Signed, Tired of Being Nagged

Dear Tired of Being Nagged:

I can imagine it would be frustrating to get a phone call or email every day, with medical advice you consider to be so basic as to be unhelpful. And yet, the concept behind it is laudable and logical. It would be rather difficult to say that a company is wrong to provide medical advice to people who have diabetes, lung problems, heart problems, and other chronic and long-term diseases and illnesses. Many employees would think it was wonderful to work for a company who did such things. On the other hand, unhelpful advice that interrupts the workday creates bad feelings that work against the good motives.It sounds as though the organization might have a hard time making employees feel good about any decision at this point, so that is likely a big issue as well.Perhaps you and others could write to the health care resource and ask that medical advice be limited to once a week. At the same time you could mention your complaint about the quality of the advice and provide some resources for them.

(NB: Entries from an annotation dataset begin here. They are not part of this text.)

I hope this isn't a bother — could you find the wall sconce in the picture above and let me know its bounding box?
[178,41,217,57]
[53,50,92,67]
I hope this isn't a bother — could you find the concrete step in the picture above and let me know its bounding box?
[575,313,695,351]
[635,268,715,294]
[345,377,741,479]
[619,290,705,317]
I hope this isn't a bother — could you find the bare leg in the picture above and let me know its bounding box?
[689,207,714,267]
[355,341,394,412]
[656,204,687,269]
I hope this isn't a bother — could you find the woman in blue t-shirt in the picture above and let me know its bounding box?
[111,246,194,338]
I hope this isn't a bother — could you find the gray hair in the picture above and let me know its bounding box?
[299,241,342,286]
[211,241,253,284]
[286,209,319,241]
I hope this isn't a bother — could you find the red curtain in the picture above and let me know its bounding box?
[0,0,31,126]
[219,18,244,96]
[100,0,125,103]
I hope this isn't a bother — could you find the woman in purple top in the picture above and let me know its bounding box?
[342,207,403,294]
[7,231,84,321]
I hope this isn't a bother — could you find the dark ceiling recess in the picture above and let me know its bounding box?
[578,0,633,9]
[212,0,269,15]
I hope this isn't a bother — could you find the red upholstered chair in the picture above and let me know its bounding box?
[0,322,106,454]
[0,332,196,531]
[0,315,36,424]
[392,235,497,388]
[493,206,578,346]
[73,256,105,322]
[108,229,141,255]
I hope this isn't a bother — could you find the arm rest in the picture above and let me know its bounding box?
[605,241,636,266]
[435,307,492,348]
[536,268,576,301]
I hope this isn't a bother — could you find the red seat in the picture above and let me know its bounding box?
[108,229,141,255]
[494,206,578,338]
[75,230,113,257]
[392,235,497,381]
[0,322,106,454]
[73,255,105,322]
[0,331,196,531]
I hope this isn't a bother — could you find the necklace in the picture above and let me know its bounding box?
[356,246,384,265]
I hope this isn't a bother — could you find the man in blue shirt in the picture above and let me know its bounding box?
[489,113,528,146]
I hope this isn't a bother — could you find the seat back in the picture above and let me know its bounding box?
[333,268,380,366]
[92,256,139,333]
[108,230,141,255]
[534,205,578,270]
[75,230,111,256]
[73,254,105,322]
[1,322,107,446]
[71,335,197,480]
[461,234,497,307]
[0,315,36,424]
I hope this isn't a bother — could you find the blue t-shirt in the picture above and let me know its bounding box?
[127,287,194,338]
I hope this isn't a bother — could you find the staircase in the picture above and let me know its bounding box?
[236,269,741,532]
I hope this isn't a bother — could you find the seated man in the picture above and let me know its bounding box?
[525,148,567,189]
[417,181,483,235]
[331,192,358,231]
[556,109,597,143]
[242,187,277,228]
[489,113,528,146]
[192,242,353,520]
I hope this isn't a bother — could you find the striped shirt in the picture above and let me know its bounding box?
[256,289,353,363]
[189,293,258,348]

Do some research and find a company who does something similar and see how their program is received. Maybe there is a better way that you could suggest.

Keep in mind as well, that often people with chronic conditions tend to feel rather defensive about them, as though others are accusing them of causing it. Some chronic conditions clearly are made worse by individual actions, so, it’s not easy to find a way to teach about it without sounding naggy. But many are genetic or the result of accidents or injuries. Often in those cases people are more willing to listen to any and all advice, because they do not feel they are being condemned or criticized.

If you have a chronic condition, maybe you can ask your doctor to recommend resources and information. Perhaps you can get a letter saying that the advice you are being given is not applicable in your situation and that advising should be left to him or her. As a last thought, if you approach this in a civil way, saying you appreciate the concept, but the delivery is irritating and negative feeling, you might be able to bring about a change. If your company has hired a contractor to provide medical tips (a common practice) maybe your company could even reduce costs by not having such frequent communications.Best wishes as you deal with this. Perhaps making this one situation more acceptable to everyone will help in other ways as well.